Posted by:MikeJune 7, 2007 8:44:57 AMRespond ^
Capitalism, religion and overpopulation. Mother Earth doesn't stand a chance unless capitalistic model takes on some socialistic thresholds, religion is treated as another type of brain-washing, and sterilization is implemented for those who can't care for babies they have.
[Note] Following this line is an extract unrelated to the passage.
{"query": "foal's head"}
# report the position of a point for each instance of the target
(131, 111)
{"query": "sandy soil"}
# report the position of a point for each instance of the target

Posted by:LouJune 7, 2007 8:48:40 AMRespond ^
Great Words of world wide importance! The whole world can now see the signs. If all world Governments,Rich Indrustries and People in power work together (hope) and change prioritys, maybe the current children and furture generations may stand a chance? Many people have made Money,Tax,Greed,Wealth,Power and lack of care priority for hundreds of years on planet earth, I wonder how long any Person/human can survive without Air,Water,Food,Shelter,and Support, as all those things are Related to the environment we all share (planet earth)(mother earth) keep up the Goodness and Positive action Paul Hawken, Motherjones and Inteligent people of Earth R.Smith (not Jones), haha, lol
Posted by:RobAugust 4, 2007 10:50:35 PMRespond ^
The problem has been brewing since before Adam Smith's writing, the British East India Co. spawned the Boston Tea Party, and Abe Lincoln sued a Railroad Co. for his wages. See Thom Hartmann's work. Fortunately, Food Coop's are fairly numerous, Organic Food and Fair Trade have international NGO's, as do Wind Power, Solar Power, Cooperatives, and Whole Cost Accounting. See Coopdirectory.org and IFOAM.org, for example, or my site, bluegreenmarble.com. The only way out is to act and speak up again and again. Worldwide organics already total some $25 billion, and Fair Trade involves millions of producers. We've got to get moving! I thought it was also pretty courageous in around 2005 when ministers protested at the World Economic Forum about outrageous levels of executive compensation. God bless you and all of us.